Restano, invece, escluse le spese estetiche o non sanitarie. Il bonus non copre l’intero importo della prestazione, ma interviene come contributo parziale, cumulabile con la detrazione fiscale del 19% prevista per le spese veterinarie fino al tetto massimo stabilito dalla legge. La procedura per la richiesta sarà definita nei prossimi mesi, ma secondo le prime indicazioni dovrebbe avvenire tramite:
- piattaforma digitale dedicata;
- SPID, CIE o CNS;
- caricamento delle fatture elettroniche relative alle spese sostenute.

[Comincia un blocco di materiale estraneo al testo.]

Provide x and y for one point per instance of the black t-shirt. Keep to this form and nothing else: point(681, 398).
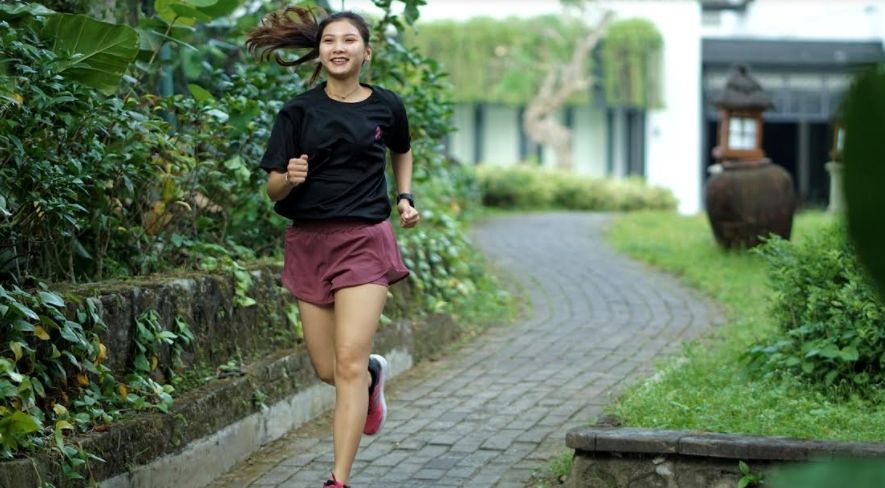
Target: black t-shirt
point(346, 156)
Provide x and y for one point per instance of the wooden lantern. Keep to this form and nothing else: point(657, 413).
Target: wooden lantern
point(740, 118)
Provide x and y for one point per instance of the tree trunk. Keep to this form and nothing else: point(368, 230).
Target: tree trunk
point(562, 81)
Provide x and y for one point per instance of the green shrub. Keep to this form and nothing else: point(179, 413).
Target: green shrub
point(831, 322)
point(532, 187)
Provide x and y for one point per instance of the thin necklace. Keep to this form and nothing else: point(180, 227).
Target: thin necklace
point(341, 97)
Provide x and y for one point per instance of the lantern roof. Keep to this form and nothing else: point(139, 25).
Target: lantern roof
point(743, 91)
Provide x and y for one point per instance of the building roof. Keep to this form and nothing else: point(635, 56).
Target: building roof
point(794, 53)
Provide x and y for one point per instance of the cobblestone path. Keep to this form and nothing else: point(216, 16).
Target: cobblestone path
point(491, 413)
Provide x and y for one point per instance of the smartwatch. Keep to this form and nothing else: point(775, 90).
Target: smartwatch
point(407, 196)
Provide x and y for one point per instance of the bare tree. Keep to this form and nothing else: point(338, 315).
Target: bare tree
point(562, 81)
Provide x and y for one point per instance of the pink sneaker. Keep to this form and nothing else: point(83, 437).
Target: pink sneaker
point(335, 483)
point(377, 405)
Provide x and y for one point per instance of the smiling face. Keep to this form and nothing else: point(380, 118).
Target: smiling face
point(342, 49)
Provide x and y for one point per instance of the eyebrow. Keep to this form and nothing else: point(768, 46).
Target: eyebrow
point(350, 34)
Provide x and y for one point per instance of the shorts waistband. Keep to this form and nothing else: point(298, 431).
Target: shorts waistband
point(332, 225)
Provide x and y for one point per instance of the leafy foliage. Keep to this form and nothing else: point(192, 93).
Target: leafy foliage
point(631, 54)
point(532, 187)
point(832, 323)
point(864, 113)
point(497, 61)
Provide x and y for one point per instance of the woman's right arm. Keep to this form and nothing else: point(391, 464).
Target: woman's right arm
point(277, 186)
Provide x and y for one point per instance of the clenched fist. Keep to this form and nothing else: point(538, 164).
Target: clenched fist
point(408, 216)
point(296, 171)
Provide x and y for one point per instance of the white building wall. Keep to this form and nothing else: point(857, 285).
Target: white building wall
point(588, 141)
point(461, 141)
point(501, 136)
point(673, 133)
point(806, 19)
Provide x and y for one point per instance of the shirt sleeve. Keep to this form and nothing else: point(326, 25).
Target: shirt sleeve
point(398, 139)
point(281, 145)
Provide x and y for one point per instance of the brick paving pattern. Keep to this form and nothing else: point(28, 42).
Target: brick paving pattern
point(493, 412)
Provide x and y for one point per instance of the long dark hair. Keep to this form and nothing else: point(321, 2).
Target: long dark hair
point(279, 30)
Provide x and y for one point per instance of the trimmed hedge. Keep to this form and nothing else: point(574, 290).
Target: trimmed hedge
point(531, 187)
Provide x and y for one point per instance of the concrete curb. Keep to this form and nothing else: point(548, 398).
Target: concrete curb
point(620, 457)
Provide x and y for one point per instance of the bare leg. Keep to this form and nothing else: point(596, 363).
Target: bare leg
point(357, 310)
point(318, 322)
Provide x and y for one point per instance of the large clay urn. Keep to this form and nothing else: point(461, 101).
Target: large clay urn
point(747, 197)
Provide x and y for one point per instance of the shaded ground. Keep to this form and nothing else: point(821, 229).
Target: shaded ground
point(498, 409)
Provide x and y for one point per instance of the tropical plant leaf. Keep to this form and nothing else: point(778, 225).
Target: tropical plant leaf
point(22, 13)
point(186, 12)
point(102, 51)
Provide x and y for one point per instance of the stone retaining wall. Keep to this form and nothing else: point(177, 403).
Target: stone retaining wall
point(275, 391)
point(607, 457)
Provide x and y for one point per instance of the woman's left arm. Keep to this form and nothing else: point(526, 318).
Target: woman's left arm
point(402, 171)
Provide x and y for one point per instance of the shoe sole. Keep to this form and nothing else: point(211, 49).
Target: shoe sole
point(385, 370)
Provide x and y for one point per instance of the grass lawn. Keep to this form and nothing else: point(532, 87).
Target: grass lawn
point(706, 388)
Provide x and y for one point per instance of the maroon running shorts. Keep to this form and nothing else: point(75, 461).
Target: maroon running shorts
point(324, 256)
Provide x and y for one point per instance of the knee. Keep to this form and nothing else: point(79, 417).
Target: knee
point(351, 368)
point(326, 375)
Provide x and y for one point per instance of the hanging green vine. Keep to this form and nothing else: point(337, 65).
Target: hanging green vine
point(503, 61)
point(631, 57)
point(498, 61)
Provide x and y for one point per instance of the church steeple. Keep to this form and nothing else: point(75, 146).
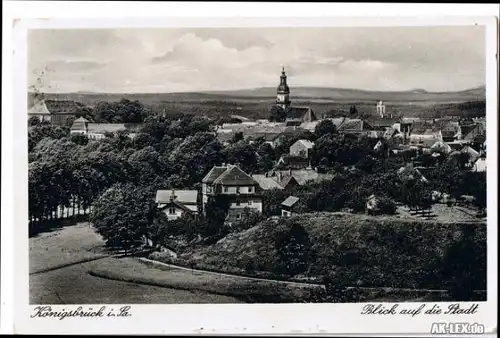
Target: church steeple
point(283, 93)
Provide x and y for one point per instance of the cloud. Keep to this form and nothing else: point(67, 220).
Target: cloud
point(73, 66)
point(194, 59)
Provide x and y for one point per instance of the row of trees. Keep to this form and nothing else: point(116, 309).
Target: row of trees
point(68, 170)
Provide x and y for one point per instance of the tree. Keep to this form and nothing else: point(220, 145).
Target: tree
point(353, 111)
point(33, 121)
point(464, 264)
point(325, 127)
point(124, 215)
point(277, 114)
point(79, 139)
point(238, 136)
point(386, 206)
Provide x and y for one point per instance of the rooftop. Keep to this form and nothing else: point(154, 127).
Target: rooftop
point(183, 196)
point(290, 201)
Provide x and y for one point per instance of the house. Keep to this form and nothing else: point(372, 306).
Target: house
point(96, 131)
point(372, 205)
point(278, 181)
point(384, 123)
point(289, 162)
point(473, 154)
point(301, 176)
point(292, 206)
point(480, 165)
point(425, 139)
point(55, 116)
point(238, 188)
point(301, 148)
point(471, 131)
point(441, 147)
point(176, 203)
point(269, 138)
point(224, 136)
point(450, 130)
point(311, 126)
point(302, 114)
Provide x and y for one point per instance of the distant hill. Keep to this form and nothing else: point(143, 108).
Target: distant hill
point(342, 94)
point(297, 94)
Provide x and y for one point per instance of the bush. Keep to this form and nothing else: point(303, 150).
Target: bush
point(386, 206)
point(293, 247)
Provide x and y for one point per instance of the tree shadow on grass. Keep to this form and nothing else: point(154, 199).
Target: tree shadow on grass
point(46, 226)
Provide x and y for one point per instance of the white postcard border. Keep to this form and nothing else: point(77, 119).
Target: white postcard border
point(249, 318)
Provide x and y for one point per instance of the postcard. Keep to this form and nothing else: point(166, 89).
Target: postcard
point(256, 175)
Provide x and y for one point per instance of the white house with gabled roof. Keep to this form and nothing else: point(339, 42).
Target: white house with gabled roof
point(240, 189)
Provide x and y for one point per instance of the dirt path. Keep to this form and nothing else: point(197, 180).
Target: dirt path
point(59, 264)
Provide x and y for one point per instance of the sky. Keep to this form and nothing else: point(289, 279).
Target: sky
point(161, 60)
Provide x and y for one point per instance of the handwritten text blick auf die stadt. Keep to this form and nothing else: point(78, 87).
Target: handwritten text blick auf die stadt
point(419, 309)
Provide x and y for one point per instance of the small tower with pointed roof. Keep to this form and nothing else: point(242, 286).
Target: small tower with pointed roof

Poi la somma arriverà direttamente sul conto corrente del richiedente. L’agevolazione si inserisce in un quadro più ampio di politiche per il benessere animale che punta a ridurre gli abbandoni, favorire la prevenzione sanitaria, sostenere economicamente i proprietari più fragili. Si tratta anche un segnale culturale: riconoscere che gli animali da compagnia sono parte integrante della vita familiare e che la loro cura non può essere considerata un lusso.
Molti dettagli operativi, come la soglia ISEE, la modalità di richiesta, le tempistiche, saranno chiariti dai decreti attuativi.